Die Erdbebenkatastrophe in Chile dürfte die Versicherungsindustrie gemäss ersten Schätzungen drei bis acht Milliarden Dollar kosten. Dies teilte das auf die Modellierung von Versicherungsrisiken bei Naturkatastrophen spezialisierte US- Institut EQECAT am Dienstag mit.

Wie hoch die Belastungen für den Rückversicherer Swiss Re ausfallen werden, konnte eine Sprecherin des Unternehmens nicht sagen. Es sei derzeit noch zu früh, um eine Schätzung dazu abzugeben, hiess es.

Die Modelle für die Berechnung der Folgen eines Seebebens sollen nun überprüft werden, wie Mitarbeiter des Tsunami-Warnzentrums für den Pazifik in Hawaii sagten. Zwar rissen von dem Beben ausgelöste Riesenwellen in Chile selbst zahlreiche Menschen in den Tod, in anderen Pazifik-Anrainerstaaten verursachte der Tsunami aber keine grösseren Schäden.

Für den Geophysiker Gerard Fryer vom Tsunami-Warnzentrum ist das ein echtes Rätsel: Bei einem Seebeben der Stärke 8,8 vor Chile hätte er fatale Folgen auch für Hawaii erwartet, sagte Fryer. «Ich hätte gesagt: Das wird übel. Aber es war nicht so. Und wir müssen jetzt herausfinden, warum es nicht so war.»

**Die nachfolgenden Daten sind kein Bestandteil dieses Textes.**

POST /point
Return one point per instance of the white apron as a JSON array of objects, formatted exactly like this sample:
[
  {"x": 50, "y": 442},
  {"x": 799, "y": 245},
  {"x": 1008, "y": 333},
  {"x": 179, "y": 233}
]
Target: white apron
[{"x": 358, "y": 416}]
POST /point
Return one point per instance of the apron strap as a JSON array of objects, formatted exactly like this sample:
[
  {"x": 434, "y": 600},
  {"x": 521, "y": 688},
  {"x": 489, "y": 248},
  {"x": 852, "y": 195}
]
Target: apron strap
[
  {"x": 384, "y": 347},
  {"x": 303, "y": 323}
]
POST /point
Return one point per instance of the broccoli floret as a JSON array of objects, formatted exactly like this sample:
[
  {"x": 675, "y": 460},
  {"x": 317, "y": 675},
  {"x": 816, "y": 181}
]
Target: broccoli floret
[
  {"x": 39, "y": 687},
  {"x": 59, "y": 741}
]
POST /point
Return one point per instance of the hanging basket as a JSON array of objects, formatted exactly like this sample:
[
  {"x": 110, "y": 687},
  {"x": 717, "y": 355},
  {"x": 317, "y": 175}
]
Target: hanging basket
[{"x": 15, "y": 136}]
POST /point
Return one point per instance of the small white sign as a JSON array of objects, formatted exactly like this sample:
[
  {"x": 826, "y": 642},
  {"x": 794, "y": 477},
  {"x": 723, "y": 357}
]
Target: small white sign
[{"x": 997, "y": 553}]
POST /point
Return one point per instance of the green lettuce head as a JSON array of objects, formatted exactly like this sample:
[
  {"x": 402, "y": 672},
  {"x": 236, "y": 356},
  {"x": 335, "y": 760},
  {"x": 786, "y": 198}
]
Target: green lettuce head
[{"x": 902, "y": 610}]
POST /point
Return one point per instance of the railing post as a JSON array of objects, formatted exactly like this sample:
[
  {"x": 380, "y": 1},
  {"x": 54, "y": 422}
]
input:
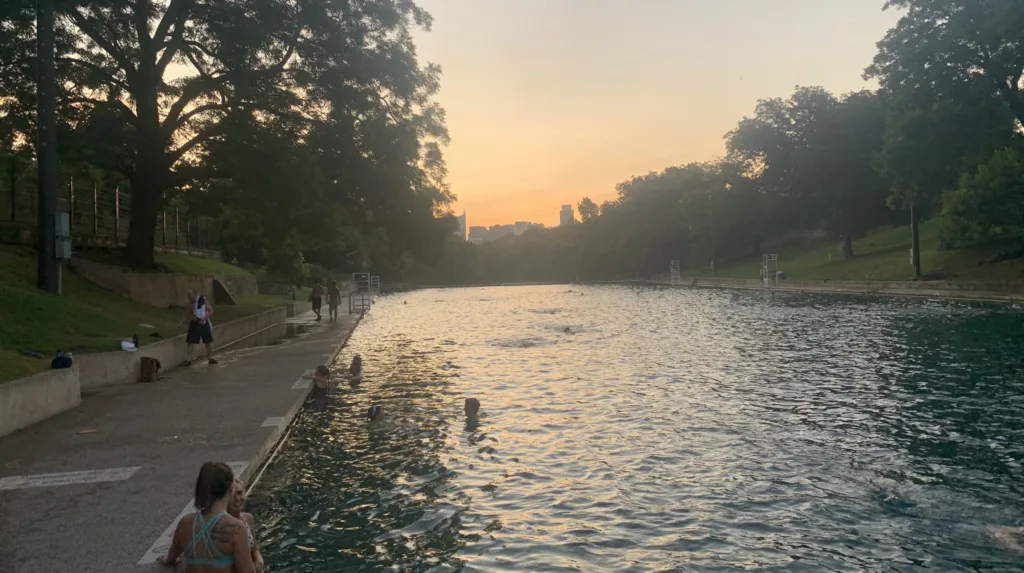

Präziseste Vorhersage nicht veröffentlicht

Eine mögliche Ursache für die Fehlprognose sei, dass das Zentrum des Bebens näher an der Wasseroberfläche lag als angenommen, erklärte Fryer. Hätte sich der Erdstoss in grösserer Tiefe ereignet, so wäre mehr Wasser verdrängt und damit auch ein grösserer Tsunami ausgelöst worden. Überdies gingen die bislang verwendeten Modelle davon aus, dass die Geschwindigkeiten der einzelnen Wellen sowie die Intervalle dazwischen bei jedem Tsunami in etwa gleich seien. Tatsächlich gebe es aber erhebliche Unterschiede, die für die Zerstörungskraft der Wellen durchaus bedeutsam seien.

Die präziseste Vorhersage für den Verlauf des Tsunami am vergangenen Wochenende lieferte offenbar ein Modell, das derzeit noch in der Erprobungsphase ist: «Unsere Prognose war ziemlich zutreffend», sagte der Direktor des Tsunami-Forschungszentrums in Seattle, Vasily Titov. Weil das in Seattle verwendete Modell aber noch in der Testphase ist, wurde ausgerechnet diese Prognose nicht veröffentlicht, sondern lediglich an die übrigen Tsunami-Warnzentren weiterverbreitet.

Richtiger Entscheid

Dass überhaupt ein Tsunami-Alarm herausgegeben wurde, sei aber die richtige Entscheidung gewesen, betont der Geophysiker Fryer. Immerhin wurden in Hawaii und Neuseeland rund 16 Stunden nach dem Erdbeben in Chile bis zu zwei Meter hohe Flutwellen registriert. (sam/ddp/)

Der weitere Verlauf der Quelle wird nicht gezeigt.